The small-town paradox can be put bluntly: Everyone in Peyton Place has a secret, and there are no secrets in Peyton Place. Tomas likes to think there are two kinds of people in the world: those with shells and those without. But in a town like Peyton Place everyone has a shell. And this is something he has to learn to accept, just as Allison ultimately comes to declare her love for "every part" of her home town. At the end of the day Peyton Place will take care of its own. Those nosy detectives and journalists from the big city be damned.

And this is what surprised me the most about the book. Of course it's no longer scandalous. In fact I'm not sure I really understand what all the fuss could have been about back in the day. Was it so groundbreaking? Fifty years after Dreiser? Or was it something about the mood of the 1950s that created such a reaction? I'm not sure, but the plain fact is that today it reads like a fairly typical Young Adult title, seasoned with a charming bit of nostalgia for a vanished past. Yes, lots of terrible things happen, but in the end the town just keeps on going. Like the seasons that are so constantly evoked, there is continuity in generational change. I can't think of another book so obsessed with the way parents shape the lives of their children. It's a bond that's stronger than place. Allison MacKenzie and Norman Page, for example, both leave Peyton Place for a while but come home to mom. We know Rodney Harrison will never amount to much just by looking at his dad. Ted Carter turns into his parents just as Allison follows in her mother's footsteps. Selena is different, of course, but we have the feeling she was born an adult.

At a time when traditional families are under such strain, and our very definition of family is changing so much, maybe this is the aspect of the book that is most nostalgic. And it's not just our sense of nostalgia. Metalious did, after all, set it in her own past (the late 1930s to mid 1940s). Which is another reason why I read it as being a novel for young people.
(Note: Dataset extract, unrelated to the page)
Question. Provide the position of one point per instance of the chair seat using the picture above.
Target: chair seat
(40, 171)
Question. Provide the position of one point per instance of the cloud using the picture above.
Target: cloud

Allison is clearly the central consciousness, and at heart this is a novel about a young girl growing up. Her world isn't innocent - there are plenty of snakes in the garden - but it does have a kind of moral simplicity and purity to it that is hardly diminished by the technical naiveté of the writing. The ending is as sappy as the Maine woods, but it works on the YA level. 

And is that so bad? It makes me think of the childlike vision of Charles Dickens, or how Stephen King identifies with a child's perspective to write his horror novels. It may be that all popular fiction succeeds by playing on chords of memory, returning each of us to a Peyton Place in our past where someone, maybe our first love, is waiting for us to come home, and where dreams and nightmares still come true.